Jay Wright’s “Sources (1)”

 

Jay Wright is a master poet.  In this blog post I want to interrogate some reasons why I feel Wright is a master.  Most of my argument is going to pivot around notions of voice, cadence, rhythm, tonality, and mood, although in a later post (or maybe for my dissertation) I want to talk about Wright’s “development” or evolution, the way in which his poems unfold from each other in a kind of languorous steady haunting style, how much and how intensely they hold the reader in a kind of enormously caring and careful embrace, a very powerful progression.  For the purposes of this blog post, however, I want to look at Wright’s sequences of poems called “Sources,” which contains six sections.  I might not have time to delve into all of the sections here today, but perhaps in a later blog post I will.  The “Sources” poems, to my mind, are about a form of initiation, and the questions that attend this initiation.  As Wright’s vocation is as (among other things) a poet, I read this initiation as poetic in nature, a form of beginning where he is, of speaking, and of wondering about the meaning of beginning and speaking poetry.  “Sources (1)” reads,

And what if the god

should send me as a messenger

adorned with quetzal feathers?

In the light,

I have seen that pink and white

flower, at the top of the thorns,

float up, a feathered arrow,

or move, an embellished body,

to drink the rhythm of drums.

But this is the House of the Eagle,

the House of the Night of the Tigers.

This is the place where the spring

itself lies garlanded by kings.

When the rain falls,

when only these quetzal feathers

light the house,

I kneel in the only light it gives,

needing no light

to catch the dark, sweet smell

of this intoxicating god.

This poem seems to have four symphonic movements within it, beginning with a question, continuing with a vision, extending into a qualification and extension of the vision, and ending with a summary entailing an action that the vision brings to fruition.  The poem begins with a Rilkean question: “And what if the god / should send me as a messenger, / adorned with quetzal feathers?”  Quetzal feathers are resplendent colors, iridescent and varying from green-gold to blue-violet.  The sense is therefore that Wright is asking his audience, “And what if the god should choose me as his messenger, his gleaming glowing voice, his medium?”  The question seems to entail a certain sense of terror, along with a sense of the importance of the vocation and initiation.  

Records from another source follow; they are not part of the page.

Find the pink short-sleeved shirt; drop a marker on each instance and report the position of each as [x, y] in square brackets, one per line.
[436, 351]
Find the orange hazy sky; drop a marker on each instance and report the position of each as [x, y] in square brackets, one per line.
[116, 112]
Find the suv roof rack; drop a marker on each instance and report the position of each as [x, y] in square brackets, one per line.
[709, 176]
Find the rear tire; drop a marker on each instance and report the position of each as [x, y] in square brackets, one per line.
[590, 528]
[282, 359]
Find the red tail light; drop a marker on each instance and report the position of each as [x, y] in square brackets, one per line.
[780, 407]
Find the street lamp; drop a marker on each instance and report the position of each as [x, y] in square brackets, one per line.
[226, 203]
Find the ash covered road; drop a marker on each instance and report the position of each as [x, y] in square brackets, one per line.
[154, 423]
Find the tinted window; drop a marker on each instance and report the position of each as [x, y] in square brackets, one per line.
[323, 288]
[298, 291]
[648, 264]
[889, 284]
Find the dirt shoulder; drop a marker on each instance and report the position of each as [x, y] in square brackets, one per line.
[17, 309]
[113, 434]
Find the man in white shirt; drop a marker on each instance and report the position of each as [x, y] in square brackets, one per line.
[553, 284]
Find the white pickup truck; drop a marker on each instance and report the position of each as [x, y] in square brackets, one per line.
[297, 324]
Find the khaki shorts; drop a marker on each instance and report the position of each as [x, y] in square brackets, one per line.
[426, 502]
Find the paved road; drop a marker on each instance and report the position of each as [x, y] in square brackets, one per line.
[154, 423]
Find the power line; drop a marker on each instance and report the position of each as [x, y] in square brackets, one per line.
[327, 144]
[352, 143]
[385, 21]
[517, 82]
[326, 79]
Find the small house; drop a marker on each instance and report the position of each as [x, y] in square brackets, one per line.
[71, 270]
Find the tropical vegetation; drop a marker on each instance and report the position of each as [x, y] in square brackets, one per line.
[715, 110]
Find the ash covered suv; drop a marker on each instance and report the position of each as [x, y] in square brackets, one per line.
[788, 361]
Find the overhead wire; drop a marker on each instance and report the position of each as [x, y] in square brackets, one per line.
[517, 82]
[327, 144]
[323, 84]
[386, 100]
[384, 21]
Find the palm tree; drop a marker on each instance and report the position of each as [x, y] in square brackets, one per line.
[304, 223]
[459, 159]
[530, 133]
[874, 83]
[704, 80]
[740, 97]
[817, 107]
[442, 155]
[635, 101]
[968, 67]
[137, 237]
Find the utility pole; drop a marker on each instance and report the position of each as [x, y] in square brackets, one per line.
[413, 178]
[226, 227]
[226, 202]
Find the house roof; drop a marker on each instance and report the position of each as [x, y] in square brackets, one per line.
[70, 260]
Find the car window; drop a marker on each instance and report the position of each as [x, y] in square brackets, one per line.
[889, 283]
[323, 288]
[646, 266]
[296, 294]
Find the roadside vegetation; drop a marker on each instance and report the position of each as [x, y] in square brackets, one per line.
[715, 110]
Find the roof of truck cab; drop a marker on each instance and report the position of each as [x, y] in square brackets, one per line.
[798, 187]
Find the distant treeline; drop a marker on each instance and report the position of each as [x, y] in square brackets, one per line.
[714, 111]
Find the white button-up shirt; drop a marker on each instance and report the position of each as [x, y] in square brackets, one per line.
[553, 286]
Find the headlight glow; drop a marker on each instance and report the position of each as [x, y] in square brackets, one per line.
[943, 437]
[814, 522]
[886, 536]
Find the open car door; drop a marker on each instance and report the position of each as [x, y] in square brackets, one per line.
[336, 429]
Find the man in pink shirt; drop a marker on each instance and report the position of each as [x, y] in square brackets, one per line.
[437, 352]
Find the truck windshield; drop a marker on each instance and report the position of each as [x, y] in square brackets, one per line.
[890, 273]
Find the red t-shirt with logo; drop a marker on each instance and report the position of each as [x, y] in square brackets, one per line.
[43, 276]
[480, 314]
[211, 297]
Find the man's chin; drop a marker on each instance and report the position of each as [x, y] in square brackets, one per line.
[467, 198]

In the next movement, which begins, “In the light,” Wright describes in a wonderfully unhurried way (notice how much space “In the light” takes up in that line, how loudly it speaks, how solidly it stands) a vision of a flower seen from various metaphorical angles: floating vertically up, a “feathered arrow,” or moving perhaps more horizontally, “an embellished body.”  It is an organic vision that doubles as a metaphysical sort of miracle, a flower “at the top of the thorns” that rises up like an arrow, or moves like a body dancing.  One feels that Wright is here describing his own flourishing voice, floating up to the heavens like a flower, or moving abundantly to the rhythm of a dance.  What is the appropriate image, he seems to be asking; What is the appropriate metaphor to contain the image of the poet creating or finding his voice?  He finds then an image that draws from nature and culture, a flower that moves like “an embellished body.”  When Wright writes, “But this is the House of the Eagle, / the House of the Night of the Tigers,” the qualification seems to be in a form in and by which Wright doubts his choice of image, doubts where the image is appropriate for the place in which Wright speaks.  It is as though Wright wished to make his flower-image more snarling, more vicious, more aggressive?  But then he hits upon a different image, and writes, “This is the place where the spring / itself lies garlanded by kings.”  Whether we read “spring” as the season itself or a spring of water, what is clear is that something benevolent is happening, a kind of blessing that Wright as a poet is receiving, and the blessing is represented through the trope of the land and the bestowal of a gift.  The poem ends marvelously, with the lines,

When the rain falls,

when only these quetzal feathers

light the house,

I kneel in the only light it gives,

needing no light

to catch the dark, sweet smell

of this intoxicating god.

When light is snuffed out and rain falls, Wright as poet sees by the dusky murmuring light of the quetzal feathers’ iridescence.  This light is a metaphor for the poem itself, its language, which is also pared back to the minimum amount of words needed, just as the quetzal feathers give off the minimum amount of light needed.  Yet Wright doesn’t even need light in order “to catch the dark, sweet smell / of this intoxicating god.”  The poem ends with image of smell and taste, as though in the blindness and darkness lit only by the iridescence of feathers, Wright might find the words sufficient for the grueling but ennobling task of his vocation.